In the bathroom, Diane turned on the water and sat on the toilet, letting it run and run, letting it drown out everything else. She wasn’t sure how long she stayed in there. It could have been five minutes. It could have been twenty. And when she opened the door, Mary was sitting in the blue pleather chair, the baby still in her arms. Diane watched them for a moment.
“So,” Diane said. And Mary started slightly, as if she hadn’t heard her leave the bathroom. “What are we going to name her?”
“Name her whatever you want,” Mary replied, though she couldn’t quite look away from the baby’s small face.
“She’s going to need you, Mary,” said Diane. It was something Diane knew without understanding how. “Do you know that?”

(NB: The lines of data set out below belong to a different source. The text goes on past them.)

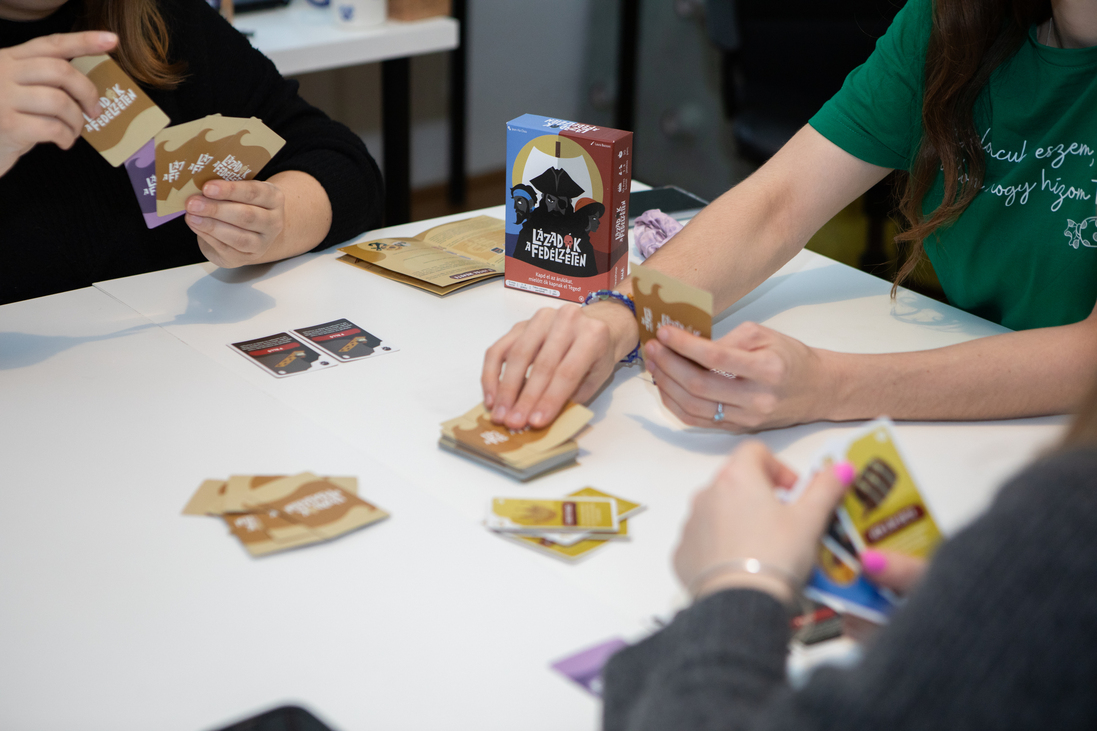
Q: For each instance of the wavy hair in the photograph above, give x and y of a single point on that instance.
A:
(970, 38)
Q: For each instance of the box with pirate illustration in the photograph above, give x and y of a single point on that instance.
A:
(567, 206)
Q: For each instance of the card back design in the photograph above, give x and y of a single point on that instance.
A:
(663, 300)
(129, 119)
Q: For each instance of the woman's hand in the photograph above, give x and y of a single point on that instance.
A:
(43, 98)
(237, 223)
(572, 351)
(778, 381)
(741, 517)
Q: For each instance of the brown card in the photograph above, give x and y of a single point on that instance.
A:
(475, 430)
(663, 300)
(190, 155)
(129, 119)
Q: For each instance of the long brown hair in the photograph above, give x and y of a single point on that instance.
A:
(968, 42)
(143, 40)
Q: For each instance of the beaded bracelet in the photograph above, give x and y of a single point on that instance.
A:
(602, 295)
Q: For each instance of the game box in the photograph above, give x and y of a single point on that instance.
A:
(567, 206)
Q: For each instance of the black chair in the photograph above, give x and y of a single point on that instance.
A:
(781, 60)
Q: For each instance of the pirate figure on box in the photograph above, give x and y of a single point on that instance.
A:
(554, 235)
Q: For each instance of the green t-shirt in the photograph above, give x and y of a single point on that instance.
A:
(1024, 254)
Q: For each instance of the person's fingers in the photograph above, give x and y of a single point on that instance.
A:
(577, 377)
(46, 101)
(242, 242)
(822, 496)
(895, 571)
(493, 362)
(244, 216)
(60, 75)
(66, 45)
(713, 355)
(519, 358)
(560, 360)
(250, 192)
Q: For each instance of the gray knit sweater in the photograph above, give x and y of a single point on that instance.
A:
(1002, 633)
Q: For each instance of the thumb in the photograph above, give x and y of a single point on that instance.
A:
(895, 571)
(823, 494)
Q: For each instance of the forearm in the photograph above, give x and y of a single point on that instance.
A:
(1014, 374)
(307, 215)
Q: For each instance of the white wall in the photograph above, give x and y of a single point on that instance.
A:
(524, 56)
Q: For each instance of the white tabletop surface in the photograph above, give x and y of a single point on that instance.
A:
(137, 617)
(301, 38)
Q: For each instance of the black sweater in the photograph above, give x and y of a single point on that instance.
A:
(68, 218)
(1001, 634)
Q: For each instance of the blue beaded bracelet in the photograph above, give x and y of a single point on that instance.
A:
(602, 295)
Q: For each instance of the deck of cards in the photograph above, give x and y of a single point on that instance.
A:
(522, 454)
(312, 348)
(167, 165)
(567, 528)
(276, 513)
(883, 509)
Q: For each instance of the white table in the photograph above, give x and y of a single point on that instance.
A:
(301, 38)
(140, 617)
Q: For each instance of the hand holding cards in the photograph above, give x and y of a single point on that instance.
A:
(271, 514)
(522, 453)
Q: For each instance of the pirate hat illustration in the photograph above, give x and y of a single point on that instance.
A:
(556, 182)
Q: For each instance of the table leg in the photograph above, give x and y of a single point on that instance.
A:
(396, 133)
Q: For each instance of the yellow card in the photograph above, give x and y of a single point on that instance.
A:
(524, 515)
(663, 300)
(129, 119)
(884, 509)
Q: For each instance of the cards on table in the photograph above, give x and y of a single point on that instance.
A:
(573, 544)
(883, 509)
(312, 348)
(663, 300)
(275, 513)
(522, 454)
(441, 260)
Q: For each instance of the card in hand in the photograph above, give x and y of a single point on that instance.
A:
(345, 339)
(283, 355)
(140, 167)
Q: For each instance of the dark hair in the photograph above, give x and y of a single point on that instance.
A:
(968, 42)
(143, 40)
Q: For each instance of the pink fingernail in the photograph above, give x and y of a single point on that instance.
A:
(874, 562)
(845, 472)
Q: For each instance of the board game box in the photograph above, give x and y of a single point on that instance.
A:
(567, 200)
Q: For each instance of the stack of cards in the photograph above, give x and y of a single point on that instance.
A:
(883, 509)
(274, 513)
(523, 454)
(440, 260)
(569, 544)
(312, 348)
(662, 300)
(168, 165)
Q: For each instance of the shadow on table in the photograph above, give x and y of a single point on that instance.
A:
(226, 295)
(22, 349)
(828, 284)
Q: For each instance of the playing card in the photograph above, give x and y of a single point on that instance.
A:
(345, 340)
(128, 120)
(663, 300)
(576, 515)
(140, 167)
(282, 355)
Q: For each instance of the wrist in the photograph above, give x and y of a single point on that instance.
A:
(624, 334)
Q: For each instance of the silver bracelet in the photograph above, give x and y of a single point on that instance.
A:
(745, 566)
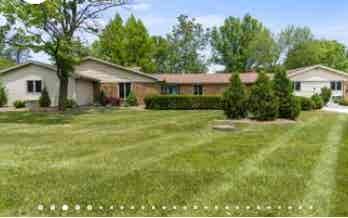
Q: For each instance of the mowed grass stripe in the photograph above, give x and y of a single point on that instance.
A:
(248, 166)
(322, 183)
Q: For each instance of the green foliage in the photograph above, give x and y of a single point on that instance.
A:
(329, 53)
(45, 100)
(306, 103)
(292, 36)
(234, 100)
(3, 95)
(243, 44)
(183, 102)
(263, 103)
(19, 104)
(126, 44)
(318, 102)
(289, 106)
(131, 100)
(343, 102)
(5, 63)
(70, 104)
(186, 41)
(326, 95)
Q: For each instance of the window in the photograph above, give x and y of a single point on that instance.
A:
(336, 85)
(34, 86)
(297, 86)
(170, 90)
(124, 90)
(198, 90)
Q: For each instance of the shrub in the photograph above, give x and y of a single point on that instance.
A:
(318, 102)
(263, 104)
(45, 100)
(131, 100)
(326, 95)
(289, 106)
(113, 101)
(343, 102)
(3, 96)
(234, 100)
(182, 102)
(19, 104)
(70, 103)
(306, 103)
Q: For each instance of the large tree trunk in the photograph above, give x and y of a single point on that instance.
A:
(63, 92)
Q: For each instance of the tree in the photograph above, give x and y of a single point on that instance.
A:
(289, 106)
(45, 100)
(52, 27)
(161, 54)
(292, 36)
(235, 99)
(243, 44)
(3, 95)
(186, 42)
(126, 44)
(263, 103)
(329, 53)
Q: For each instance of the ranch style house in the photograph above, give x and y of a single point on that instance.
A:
(25, 82)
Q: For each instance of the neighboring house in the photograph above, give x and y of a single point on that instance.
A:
(310, 80)
(26, 81)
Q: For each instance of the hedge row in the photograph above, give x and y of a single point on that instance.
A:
(183, 102)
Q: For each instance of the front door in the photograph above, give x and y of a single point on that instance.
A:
(124, 90)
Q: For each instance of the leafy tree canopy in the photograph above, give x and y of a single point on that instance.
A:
(243, 44)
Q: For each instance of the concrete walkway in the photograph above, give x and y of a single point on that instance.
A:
(332, 107)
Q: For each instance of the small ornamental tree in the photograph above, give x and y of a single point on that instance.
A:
(3, 96)
(289, 106)
(263, 104)
(45, 100)
(234, 100)
(131, 100)
(326, 95)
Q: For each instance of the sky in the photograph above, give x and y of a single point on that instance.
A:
(327, 18)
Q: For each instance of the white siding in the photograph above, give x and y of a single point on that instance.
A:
(84, 92)
(312, 81)
(15, 83)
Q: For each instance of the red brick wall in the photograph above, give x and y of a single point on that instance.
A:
(141, 90)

Diane walked over and sat on the edge of the hospital bed facing her daughter. Diane waited, knowing that Mary was a girl whose loyalty was fierce and rare and absolute. Knowing that Mary was deciding, right at this moment, whether or not to love this child, whether or not to give herself to her entirely. The baby squirmed in Mary’s arms and the expression on Mary’s face slackened, and at that moment, Diane knew it was done. Raising her chin, Mary looked at her mother, and simply said, “Let’s call her Hannah.” And with those words, it was as if Mary had slashed the palm of her hand and offered her blood as oath.
Thirty-two
1989
After Mary burned Patrick’s check, after she turned on the water, leaning over the sink and watching the ashes swirl then disappear in the stainless steel of the basin, she looked back toward Hannah. “You want to go to the beach?” she asked, her elbows still resting on either side of the sink, her voice deep and dry.
“Now?” asked Hannah.
Mary nodded.
“But what about the food?”
“We’ll eat it in the car.”
Hannah glanced out the front window, which was slicked black with night. “But it’s cold out,” she said.
Mary smiled. In Sandy Bank, she used to sleep on the beach in the winter, bringing a sleeping bag and slinking through the night while Diane lay oblivious in her bed. But that was before Hannah was born. She turned back to the sink and looked at the round mouth of the drain. “Are you getting soft on me, Bunny?” she asked.
Hannah was silent for a moment. “Fine.”
On the way to the beach, the girls passed the white containers of takeout between them—Hannah taking huge slurping bites, Mary simply letting the warmth from the food seep into her legs.
“Why aren’t you eating?” asked Hannah, her mouth full as she gave her sister a sidelong glance.
“I don’t know,” said Mary. “I guess I’m not hungry.”
They parked in one of the spots along the road that ran along the coast. By morning, they’d be full of cars with surfboards strapped to their roofs and wet suits in the trunks. But now, the girls had their choosing.